Speaking in a deadpan that gets raspier the longer the sentence goes, Maron, who wears jeans, a vest and a bushy beard, has left his old anger behind. He sounds more seen-it-all weary, impatient with anyone who thinks they have answers, including his fellow podcaster Joe Rogan, whom he needles for selling health supplements before saying he’ll get some flak about it online from “the monoculture of freethinkers,” a salvo that seems aimed at the class of commentators and comics reflexively at war with political correctness. Maron describes himself as “85 percent woke, the other 15 percent I keep to myself.”
He singles out three major American religions: Fox News, Christianity and the Marvel Universe. He spends the least time with Fox, while he is quick to point out that Marvel and Christianity were both “created in Jewish writers’ rooms.” In Jewish comedy, pride has always hidden right underneath self-hatred, a paradox Maron examines (and inhabits) as well as anyone.
After three and a half decades in comedy, Maron has evolved into a sneakily clever joke mechanic. Smuggling punch lines into asides or seeming tangents, he attempts to approximate more of a conversation than a setup-and-punch line structure, one full of Socratic dialogues, short stories and barroom theories. Sometimes he seems more interested in a literary flourish than a belly laugh. His final joke is not hilarious but it calls back to no fewer than four different ones from the previous hour. In earlier specials, he almost fetishized spontaneity, but his work now is more overtly writerly, intricate and structured.
Over the years, Maron has been on several comedy vanguards, from the birth of the alt scene in the 1990s to the podcast revolution more than a decade ago, but with age and success, he has become firmly part of the establishment, a television star whose podcast is as likely to feature Brad Pitt gushing over the host’s self-titled IFC show as a scrappy comic talking shop. (Full disclosure: I have appeared on it, and on a recent episode, he discussed me reviewing his special, the first time I have received a review invite by podcast.) Maron is now the old guard. It’s not uncommon to hear young comics poke fun at him. It’s part of the price you pay for a decade of nostalgizing in public as well as the inevitable hypocrisies you engage in if you live long enough. Maron hates comic-book culture, but of course he appeared in the movie “Joker.”
Experience should humble you. And in an era of righteous certainty and flamboyant superficiality, what sets this special most against the grain is its commitment to doubt. He begins by imagining himself on the couch at a loss, wondering whether he can trust the few things he thinks he knows, which, in his accounting, number seven. When Maron says “I don’t know what’s happening, but it’s pretty clear the world is coming to an end,” the first part is just as important as the second. Comics tend to speak with authority on whatever subject they are hammering away on, but Maron keeps explaining how little he knows what he knows. The shaky ground that truth sits on is a rich subject in an age of disinformation and charges of fake news.
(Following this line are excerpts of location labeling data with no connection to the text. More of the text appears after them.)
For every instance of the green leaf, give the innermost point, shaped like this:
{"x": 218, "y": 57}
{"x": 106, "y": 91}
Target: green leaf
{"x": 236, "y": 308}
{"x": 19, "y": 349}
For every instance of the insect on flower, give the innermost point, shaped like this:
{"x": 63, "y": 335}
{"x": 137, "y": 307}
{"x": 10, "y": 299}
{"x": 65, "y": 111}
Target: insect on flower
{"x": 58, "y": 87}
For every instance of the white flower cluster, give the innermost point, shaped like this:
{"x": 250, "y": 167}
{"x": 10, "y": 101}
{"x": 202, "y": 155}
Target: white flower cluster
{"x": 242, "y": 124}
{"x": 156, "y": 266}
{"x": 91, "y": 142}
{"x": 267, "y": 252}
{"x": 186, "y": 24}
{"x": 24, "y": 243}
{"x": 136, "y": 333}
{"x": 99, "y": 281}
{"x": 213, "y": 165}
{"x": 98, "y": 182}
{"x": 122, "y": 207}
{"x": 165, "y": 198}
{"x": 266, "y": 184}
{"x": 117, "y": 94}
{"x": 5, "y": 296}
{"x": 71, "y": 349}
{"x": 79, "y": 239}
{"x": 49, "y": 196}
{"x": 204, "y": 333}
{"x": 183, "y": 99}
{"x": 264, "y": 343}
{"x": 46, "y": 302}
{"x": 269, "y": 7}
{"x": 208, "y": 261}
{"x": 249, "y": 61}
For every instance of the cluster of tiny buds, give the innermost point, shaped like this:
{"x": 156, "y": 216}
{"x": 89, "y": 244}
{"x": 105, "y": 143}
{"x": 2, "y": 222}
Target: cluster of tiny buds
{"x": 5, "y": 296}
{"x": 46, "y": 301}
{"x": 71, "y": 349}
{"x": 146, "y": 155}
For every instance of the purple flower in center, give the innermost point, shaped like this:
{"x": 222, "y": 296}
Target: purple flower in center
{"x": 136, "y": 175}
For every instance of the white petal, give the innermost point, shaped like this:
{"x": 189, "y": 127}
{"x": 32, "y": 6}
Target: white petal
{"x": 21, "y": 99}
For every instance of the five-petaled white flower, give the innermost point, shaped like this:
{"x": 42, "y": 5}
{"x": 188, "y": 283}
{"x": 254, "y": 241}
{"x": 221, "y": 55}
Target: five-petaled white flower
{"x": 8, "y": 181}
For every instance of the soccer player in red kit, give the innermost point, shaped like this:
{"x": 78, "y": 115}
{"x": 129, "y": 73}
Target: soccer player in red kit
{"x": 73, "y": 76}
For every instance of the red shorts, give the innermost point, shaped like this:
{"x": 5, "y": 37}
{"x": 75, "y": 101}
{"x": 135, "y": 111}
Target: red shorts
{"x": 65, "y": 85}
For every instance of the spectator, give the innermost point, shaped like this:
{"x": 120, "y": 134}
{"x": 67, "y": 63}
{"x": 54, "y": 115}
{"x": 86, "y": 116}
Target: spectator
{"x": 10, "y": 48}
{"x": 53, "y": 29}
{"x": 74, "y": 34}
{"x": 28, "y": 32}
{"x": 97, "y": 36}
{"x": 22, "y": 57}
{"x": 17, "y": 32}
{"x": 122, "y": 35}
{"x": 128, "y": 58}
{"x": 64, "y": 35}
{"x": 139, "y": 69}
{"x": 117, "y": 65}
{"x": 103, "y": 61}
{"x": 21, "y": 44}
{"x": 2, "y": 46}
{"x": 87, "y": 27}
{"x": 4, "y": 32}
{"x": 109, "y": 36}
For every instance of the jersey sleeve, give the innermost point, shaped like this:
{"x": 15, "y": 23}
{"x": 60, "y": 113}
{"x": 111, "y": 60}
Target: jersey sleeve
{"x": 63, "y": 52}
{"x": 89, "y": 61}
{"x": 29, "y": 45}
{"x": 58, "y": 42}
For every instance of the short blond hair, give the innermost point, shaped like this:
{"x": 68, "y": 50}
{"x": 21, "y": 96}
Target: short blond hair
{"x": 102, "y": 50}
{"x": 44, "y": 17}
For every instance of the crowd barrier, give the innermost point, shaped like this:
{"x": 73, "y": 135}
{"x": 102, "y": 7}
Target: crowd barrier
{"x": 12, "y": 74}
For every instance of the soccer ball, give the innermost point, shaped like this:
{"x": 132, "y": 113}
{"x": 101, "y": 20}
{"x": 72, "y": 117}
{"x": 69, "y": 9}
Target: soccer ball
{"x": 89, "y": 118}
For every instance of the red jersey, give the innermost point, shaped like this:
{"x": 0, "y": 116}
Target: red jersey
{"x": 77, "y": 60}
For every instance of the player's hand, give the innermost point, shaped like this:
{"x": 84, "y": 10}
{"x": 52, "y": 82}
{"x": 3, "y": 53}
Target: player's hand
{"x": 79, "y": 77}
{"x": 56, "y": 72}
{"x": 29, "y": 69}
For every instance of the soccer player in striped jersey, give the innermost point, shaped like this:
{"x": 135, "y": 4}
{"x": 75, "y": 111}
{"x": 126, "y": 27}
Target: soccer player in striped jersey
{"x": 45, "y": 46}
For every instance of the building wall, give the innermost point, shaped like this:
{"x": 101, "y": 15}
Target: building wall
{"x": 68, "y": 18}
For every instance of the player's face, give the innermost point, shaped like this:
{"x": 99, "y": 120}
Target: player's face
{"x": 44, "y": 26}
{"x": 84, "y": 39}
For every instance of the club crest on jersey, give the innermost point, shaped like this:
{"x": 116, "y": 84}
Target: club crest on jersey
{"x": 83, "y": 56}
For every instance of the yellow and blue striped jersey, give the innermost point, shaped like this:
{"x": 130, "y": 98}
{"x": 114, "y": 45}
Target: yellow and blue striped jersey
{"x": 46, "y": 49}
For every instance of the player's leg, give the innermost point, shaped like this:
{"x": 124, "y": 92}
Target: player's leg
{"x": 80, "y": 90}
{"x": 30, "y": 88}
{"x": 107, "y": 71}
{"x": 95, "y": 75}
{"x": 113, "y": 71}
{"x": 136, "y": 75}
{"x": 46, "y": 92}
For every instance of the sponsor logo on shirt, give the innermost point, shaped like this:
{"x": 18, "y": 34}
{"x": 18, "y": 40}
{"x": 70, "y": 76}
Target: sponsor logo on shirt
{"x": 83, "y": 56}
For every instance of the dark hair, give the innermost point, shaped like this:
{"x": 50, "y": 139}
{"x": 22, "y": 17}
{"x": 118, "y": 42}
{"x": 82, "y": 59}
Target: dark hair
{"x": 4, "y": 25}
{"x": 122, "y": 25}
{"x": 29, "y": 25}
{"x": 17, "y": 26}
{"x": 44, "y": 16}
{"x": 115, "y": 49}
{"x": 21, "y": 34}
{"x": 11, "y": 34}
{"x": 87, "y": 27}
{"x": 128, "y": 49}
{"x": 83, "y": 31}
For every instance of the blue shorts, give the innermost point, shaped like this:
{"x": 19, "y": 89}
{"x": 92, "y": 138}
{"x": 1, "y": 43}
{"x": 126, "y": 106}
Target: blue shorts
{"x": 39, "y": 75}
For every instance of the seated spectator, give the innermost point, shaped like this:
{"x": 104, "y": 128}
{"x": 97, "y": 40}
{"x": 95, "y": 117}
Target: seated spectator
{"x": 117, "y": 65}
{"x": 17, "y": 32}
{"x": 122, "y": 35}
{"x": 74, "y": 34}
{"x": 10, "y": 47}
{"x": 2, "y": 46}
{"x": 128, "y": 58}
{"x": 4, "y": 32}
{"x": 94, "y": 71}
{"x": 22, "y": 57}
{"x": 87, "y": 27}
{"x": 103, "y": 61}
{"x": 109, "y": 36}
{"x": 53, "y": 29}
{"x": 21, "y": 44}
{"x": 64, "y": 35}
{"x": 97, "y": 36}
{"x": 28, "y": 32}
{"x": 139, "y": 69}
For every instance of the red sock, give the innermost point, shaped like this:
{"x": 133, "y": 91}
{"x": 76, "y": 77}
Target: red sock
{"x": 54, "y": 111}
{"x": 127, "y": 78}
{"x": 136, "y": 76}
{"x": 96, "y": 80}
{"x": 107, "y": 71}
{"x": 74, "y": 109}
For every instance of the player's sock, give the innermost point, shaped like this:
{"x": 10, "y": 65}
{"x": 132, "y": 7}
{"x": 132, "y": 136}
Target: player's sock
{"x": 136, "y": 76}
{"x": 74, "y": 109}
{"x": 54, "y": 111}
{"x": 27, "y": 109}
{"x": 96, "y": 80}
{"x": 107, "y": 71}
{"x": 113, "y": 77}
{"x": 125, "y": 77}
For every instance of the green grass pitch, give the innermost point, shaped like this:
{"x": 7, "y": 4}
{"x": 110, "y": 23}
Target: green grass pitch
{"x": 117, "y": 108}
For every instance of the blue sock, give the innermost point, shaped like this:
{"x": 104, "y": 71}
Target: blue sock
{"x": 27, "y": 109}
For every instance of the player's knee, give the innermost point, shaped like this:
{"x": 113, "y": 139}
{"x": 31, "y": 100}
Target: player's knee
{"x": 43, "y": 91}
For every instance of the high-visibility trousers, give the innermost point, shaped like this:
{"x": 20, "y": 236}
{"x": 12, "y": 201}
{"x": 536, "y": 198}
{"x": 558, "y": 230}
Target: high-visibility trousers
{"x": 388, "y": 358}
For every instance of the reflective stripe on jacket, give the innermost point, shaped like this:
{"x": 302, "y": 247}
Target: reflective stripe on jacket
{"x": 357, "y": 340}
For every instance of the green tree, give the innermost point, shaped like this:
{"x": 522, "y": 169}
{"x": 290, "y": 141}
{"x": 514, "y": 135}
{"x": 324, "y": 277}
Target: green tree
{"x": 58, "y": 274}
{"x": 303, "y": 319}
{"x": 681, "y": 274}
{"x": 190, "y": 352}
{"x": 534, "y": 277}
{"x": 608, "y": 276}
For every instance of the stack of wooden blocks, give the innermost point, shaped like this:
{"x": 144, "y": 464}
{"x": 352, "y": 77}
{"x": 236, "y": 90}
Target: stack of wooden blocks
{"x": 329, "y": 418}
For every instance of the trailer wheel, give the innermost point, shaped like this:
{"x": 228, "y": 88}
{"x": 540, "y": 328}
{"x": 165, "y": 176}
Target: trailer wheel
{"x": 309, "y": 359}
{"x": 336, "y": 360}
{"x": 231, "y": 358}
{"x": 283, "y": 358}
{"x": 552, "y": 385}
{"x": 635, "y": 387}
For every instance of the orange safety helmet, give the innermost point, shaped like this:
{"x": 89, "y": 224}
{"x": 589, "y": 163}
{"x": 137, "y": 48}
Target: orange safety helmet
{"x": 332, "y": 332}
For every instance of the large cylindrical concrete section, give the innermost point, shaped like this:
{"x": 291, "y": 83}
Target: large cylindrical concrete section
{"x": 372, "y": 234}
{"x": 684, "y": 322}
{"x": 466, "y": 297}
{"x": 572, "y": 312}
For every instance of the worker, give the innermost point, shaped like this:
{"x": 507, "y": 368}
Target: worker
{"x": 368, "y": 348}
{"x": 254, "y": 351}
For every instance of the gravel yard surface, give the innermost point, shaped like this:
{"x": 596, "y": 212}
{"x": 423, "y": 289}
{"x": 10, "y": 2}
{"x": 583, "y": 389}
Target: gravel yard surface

With an assured hold on the material, the special’s director, Lynn Shelton (who also directed him in the 2019 indie comedy “Sword of Trust”), underlines the theme of the slipperiness of truth by constantly shifting views of the comic, adopting a multiplicity of shots and angles, most intimate, none taken from below or on high to give the impression of power or omniscience. Her visuals tell a story: There are many different ways to look at the same thing.
At the end of one Maron’s riffs, he turns to the audience and says “Am I right?” This rhetorical device has become a comedy cliché, but he breathes new life into it merely by saying it with conviction. It’s rare to hear a comic seem like he actually wants to know. But he doesn’t. It’s a setup to the real message of this comic sermon that follows, a refrain that echoes what a lot of people feel about the state of things right now. Answering his own query yet again, Maron says, “I don’t really know.”